The strategy generates growth opportunities through education and outreach; builds, manages and leverages relationships across organizational boundaries; and promotes CRADAs as a mechanism to harness the innovation of industry and enhance laboratory capabilities. A big part of the strategy involves educating researchers and managers about CRADAs as an asset to advance Sandia’s mission while facilitating technology transfer (T2) in ways that will benefit the US economy.
Martinez has shared his experience and the success of Sandia’s CRADA Strategy with other Department of Energy (DOE) laboratories through the Technology Transfer Working Group (TTWG). He has also taken a temporary assignment at SLAC National Accelerator Laboratory, where he developed tools and a strategic plan for that laboratory’s T2 program. He also chaired a working group to propose changes to the CRADA DOE Order to bring consistency to contracts and statements of work.
Martinez has shared his experience and the success of Sandia’s CRADA Strategy with other Department of Energy (DOE) laboratories through the Technology Transfer Working Group (TTWG).
One example of Martinez’s creativity and innovation in transferring a specific technology was with the ongoing New Jersey Transit Corp. (NJT) TRANSITGRID Project, a first-of-its-kind electric microgrid for transportation, able to supply power during storms or other times of significant power failure. The project was conceived after Superstorm Sandy, which caused nearly $70 billion in damage in 2012.
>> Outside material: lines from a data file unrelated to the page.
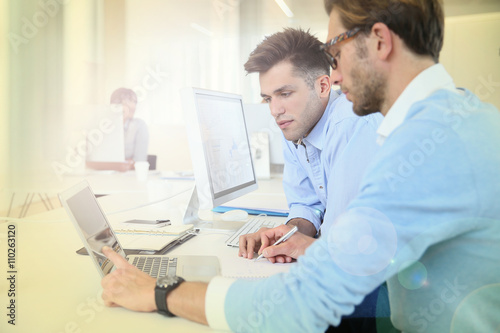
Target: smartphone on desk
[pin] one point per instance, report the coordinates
(150, 223)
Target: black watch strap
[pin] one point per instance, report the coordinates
(161, 297)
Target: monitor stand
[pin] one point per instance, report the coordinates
(191, 216)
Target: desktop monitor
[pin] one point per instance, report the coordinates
(259, 120)
(219, 146)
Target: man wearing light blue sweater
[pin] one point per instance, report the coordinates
(427, 219)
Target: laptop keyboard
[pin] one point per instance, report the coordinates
(251, 226)
(156, 266)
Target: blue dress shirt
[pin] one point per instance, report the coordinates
(330, 163)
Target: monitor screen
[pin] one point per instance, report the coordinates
(219, 146)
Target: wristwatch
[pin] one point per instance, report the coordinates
(164, 285)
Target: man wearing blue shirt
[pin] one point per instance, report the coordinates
(326, 145)
(427, 219)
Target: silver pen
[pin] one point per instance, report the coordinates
(281, 240)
Given the challenges inherent in balancing state and federal regulations, innovation was required for Sandia, a federal laboratory, and NJT, a state agency, to negotiate the terms of the $1 million umbrella CRADA. Multiple mechanisms and activities were used to facilitate the technology transfer, including a memorandum of understanding (MOU), a CRADA and a variety of funding sources. Although he had heard from other labs that the requirements of working with a state entity would be so burdensome as to be almost impossible, Martinez accepted the challenge, persevered, and came to an agreement on the CRADA terms and conditions, allowing the contract to be finalized.
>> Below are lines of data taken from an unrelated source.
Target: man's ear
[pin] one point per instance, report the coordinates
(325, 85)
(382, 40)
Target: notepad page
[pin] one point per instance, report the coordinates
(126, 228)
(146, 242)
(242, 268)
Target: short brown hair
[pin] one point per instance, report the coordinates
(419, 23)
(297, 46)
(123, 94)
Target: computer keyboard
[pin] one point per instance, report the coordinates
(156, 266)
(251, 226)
The project continues to move ahead, with NJT announcing $46 million in funding from the Federal Transit Administration in June 2019 for the distributed-generation portion of the NJT TRANSITGRID project. Those funds are being matched with $15.2 million from the New Jersey Transportation Trust Fund Authority. None of the work performed under the CRADA would have been possible without Martinez’s ability to find creative solutions to meet the requirements of both the federal government and the New Jersey Constitution.